Small-scale tyre service companies have asked the government to empower them by providing the necessary capital for them to better meet the needs of motorists.

Local tyre providers lack the capital to expand their popular roadside businesses.
Local tyre providers lack the capital to expand their popular roadside businesses.

With Zimbabwe’s rubber industry and tyre manufacturing companies yet to fully recover from the country’s economic meltdown, informal tyre services have stepped up with second hand tyres from neighbouring countries to satisfy needs of the local market. Tapiwa Nhehwa (32) of Dombotombo, Marondera told The Zimbabwean how his services played a crucial role in the economy of the country.

“I learnt the trade as an assistant tyre mender from my father who worked at Peacock Service Station in Harare for 20 years of his working life. After completing my High School education 1999, I realised industries were closing as the country’s economy collapsed.

Major cause of accidents

“My father advised that as a man I had to swiftly swallow my pride and follow his footsteps as a tyre mender, since the economy was already on a free fall. He would take me on as an unofficial tyre mending apprentice at his work place.

“Management at the company was mainly white which emphasised the need for high standard tyre mending and maintenance. Poor tyre condition is the major cause of the majority of fatal road accidents.

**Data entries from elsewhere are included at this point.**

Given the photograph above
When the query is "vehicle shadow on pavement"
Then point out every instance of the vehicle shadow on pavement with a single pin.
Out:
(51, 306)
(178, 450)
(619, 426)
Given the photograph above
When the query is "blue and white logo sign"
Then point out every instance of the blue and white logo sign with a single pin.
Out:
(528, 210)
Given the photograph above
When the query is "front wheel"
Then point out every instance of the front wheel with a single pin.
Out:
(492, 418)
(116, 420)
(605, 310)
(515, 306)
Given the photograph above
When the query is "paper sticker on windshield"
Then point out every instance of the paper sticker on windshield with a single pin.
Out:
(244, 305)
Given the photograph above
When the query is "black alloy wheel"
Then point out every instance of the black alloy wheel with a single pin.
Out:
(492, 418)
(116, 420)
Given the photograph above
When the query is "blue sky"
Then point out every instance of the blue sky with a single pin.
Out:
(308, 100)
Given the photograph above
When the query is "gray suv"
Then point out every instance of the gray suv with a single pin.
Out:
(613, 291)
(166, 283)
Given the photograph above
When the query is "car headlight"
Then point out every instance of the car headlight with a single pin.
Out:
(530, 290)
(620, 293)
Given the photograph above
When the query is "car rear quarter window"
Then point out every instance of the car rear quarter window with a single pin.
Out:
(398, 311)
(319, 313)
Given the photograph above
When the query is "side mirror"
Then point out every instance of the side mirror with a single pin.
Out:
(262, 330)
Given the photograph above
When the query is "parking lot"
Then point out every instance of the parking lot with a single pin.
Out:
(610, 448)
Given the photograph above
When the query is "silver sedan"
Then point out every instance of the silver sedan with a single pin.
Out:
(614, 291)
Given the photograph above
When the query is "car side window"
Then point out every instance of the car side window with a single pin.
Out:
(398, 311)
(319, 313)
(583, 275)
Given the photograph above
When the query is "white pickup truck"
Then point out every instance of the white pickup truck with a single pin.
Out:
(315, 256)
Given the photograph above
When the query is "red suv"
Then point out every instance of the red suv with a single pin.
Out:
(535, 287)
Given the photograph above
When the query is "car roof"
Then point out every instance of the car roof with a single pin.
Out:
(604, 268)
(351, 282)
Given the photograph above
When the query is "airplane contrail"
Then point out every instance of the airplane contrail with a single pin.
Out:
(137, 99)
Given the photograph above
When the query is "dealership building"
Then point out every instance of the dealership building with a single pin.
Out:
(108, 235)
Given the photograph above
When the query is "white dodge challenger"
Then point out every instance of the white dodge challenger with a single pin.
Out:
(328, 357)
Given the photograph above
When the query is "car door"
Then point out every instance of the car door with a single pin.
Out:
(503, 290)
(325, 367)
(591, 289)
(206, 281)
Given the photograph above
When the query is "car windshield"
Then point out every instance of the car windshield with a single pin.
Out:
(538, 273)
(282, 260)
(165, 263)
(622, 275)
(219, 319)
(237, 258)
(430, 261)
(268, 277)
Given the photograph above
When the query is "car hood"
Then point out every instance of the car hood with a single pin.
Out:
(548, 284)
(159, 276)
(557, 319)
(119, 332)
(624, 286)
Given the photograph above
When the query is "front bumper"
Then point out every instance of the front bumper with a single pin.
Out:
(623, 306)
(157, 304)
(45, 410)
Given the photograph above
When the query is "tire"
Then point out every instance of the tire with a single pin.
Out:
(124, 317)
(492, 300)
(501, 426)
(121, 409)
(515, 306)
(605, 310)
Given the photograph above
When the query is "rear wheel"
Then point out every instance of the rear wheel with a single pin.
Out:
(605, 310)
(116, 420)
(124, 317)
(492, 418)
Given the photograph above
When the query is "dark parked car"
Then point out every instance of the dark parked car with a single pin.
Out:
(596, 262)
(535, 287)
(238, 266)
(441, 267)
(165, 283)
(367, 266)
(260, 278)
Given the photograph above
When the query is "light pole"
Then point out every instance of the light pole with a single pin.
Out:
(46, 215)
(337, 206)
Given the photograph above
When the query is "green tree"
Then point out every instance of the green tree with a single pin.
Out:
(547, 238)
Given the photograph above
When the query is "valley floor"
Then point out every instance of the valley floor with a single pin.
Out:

“After mastering the ropes of the tyre service and maintenance trade in 2003, I joined the great trek to the Diaspora and landed in Botswana where I worked part time to raise capital for my own tyre service company back home. As I would regularly send groceries and cash to dependents back home, it took me two years to make enough savings for the project.

“Armed with an electric air compressor, a power generator, three hundred good second hand tyres, dozens of tyre tubes and glue, I returned home in 2005.

“As the administration of the local authority here was then choked with financial constraints and maladministration, I provided services from my homestead along Nungu Road, Rujeko. Business was not as brisk as I had expected as motorists could not access fuel and the Zimbabwean dollar used as the country’s sole legal tender then had become worthless.

“Once in a while, motorists and owners of push-carts would trickle in for my services. This kept me going through hard times and other prevailing challenges did not break my spirit.

“Following the dollarization of the economy, business in the informal tyre industry assumed an upward turn as fuel supplies and the fleet of cars on the country’s roads increased significantly. Formal tyre and rubber industries did not respond to the signs of economic recovery as investors maintained a wait and see attitude.

“Since the tyre industry was highly cash intensive we urge government to extend loan facilities to small scale players in the tyre industry as we sustained and kept vehicles on the road. Cash capital would capacitate us to supply quality tyres to the motoring public.

Small-scale loans

“Who is benefitting from the much publicised government project loans if small-scale business people in the high density residential areas like me were not receiving anything? Where are the loans going?

“If tyre service providers in my situation were provided with business loans averaging US$400 we would provide safe and quality tyres to our clients. “With necessary resources I would employ assistants in various capacities. I would hire tyre pressure attendants, tyre menders, tyre salesmen and car washers.”

Nhehwa and other small scale business people in his situation, bemoaned their exclusion from Members of Parliament Community Development Projects, sponsored by the government Constitution Development Fund (CDF).